Some Notes on Theme-Rheme in PhiloLogic

Leave a Comment
One of the more arcane, and probably rarely used, functions in PhiloLogic is an experimental reporting scheme that I rather tentatively named "word in clause position analysis" or "theme-rheme," which is briefly described in the PhiloLogic user manual. I proposed this in talk titled "Making Space: Women's Writing in France, 1600-1950," which I gave at the ACH-ALLC and COCH/COSH conferences in 2004 (and drafted a good chunk of a paper about), and implemented in PhiloLogic around that time. Since we are now thinking of using this kind of analysis as a possible way to identify "interesting" or "illustrative" uses of words as part of another project, I thought it might be helpful to back-track a bit, give a bit more overview of how it works, outline some of the theoretical background as I understand it, and provide some useful links and papers.

As noted in the user manual entry, the "theme-rheme" function generates a standard concordance which it then attempts to sort out by where your search term occurs in a clause, where a clause is defined by punctuation. It segregates the occurrences by front of clause, back of clause, middle of clause, and instances where the clause is too short. By default, it displays only those occurrences that are clause initial.

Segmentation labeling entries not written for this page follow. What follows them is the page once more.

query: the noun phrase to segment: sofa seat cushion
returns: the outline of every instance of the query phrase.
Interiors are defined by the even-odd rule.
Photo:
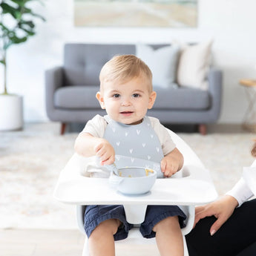
[[[65,86],[54,94],[54,105],[59,108],[99,108],[95,95],[99,86]],[[207,91],[185,87],[177,88],[155,88],[157,100],[154,109],[202,110],[210,107]]]
[[[99,89],[99,85],[60,88],[54,93],[54,105],[70,109],[100,108],[95,96]]]
[[[154,109],[202,110],[211,107],[208,91],[186,87],[154,89],[157,92]]]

In the current implementation of ARTFL-Frantext a search for "tradition" results in 4,962 occurrences, which roughly break down as follows:

Front of Clause: 571 out of 4692 [12.16%] Avg. Clause length: 9.58
Last of Clause: 1056 out of 4692 [22.50%] Avg. Clause length: 8.68
Middle of Clause: 2348 out of 4692 [50.04%] Avg. Clause length: 9.56
Too Short: 717 out of 4692 [15.28%] Avg. Clause length: 2.40

The system further identifies specific documents in which your search term exceeds, by a certain percentage, the front of clause rate (in this case 12.16%), such as

55.55% (10/18): Montalembert, Charles Forbes, [1836], Histoire de Sainte Elisabeth de Hongrie, duchese de Thuringe...
28.20% (11/39): Bossuet, Jacques Bénigne, 1627-1704. [1681], Discours sur l'histoire universelle

and it, of course, displays these in different colors, such as:

  • L'Europe ainsi déracinée s'est plus tard déracinée davantage en se séparant, dans une large mesure, de la tradition chrétienne elle-même sans pouvoir renouer aucun lien spirituel avec l'Antiquité.
  • Oui, sans doute, si cette tradition était tout entière dans Aristote et dans l'enseignement péripatéticien de la scolastique.
  • La tradition attribue à Pythagore un séjour à Babylone.
The basic notion is that clause initial instances of words are probably more important, since they tend to be the "subject"of the rest of the clause. And authors who tend to use your favorite word in more clause initial positions than is average, might be doing something of particular note. In other words, can we use the machine to try to isolate, from the thousands of hits, those that might be particularly noteworthy. In this case, we have isolated a small subset (12%) of the occurrences of "tradition" in a clause initial position and some authors/documents who tend to privilege this word. I also identified clause ending uses, since (I suspect) end of clause words provide a bridge to the next clause (or sentence).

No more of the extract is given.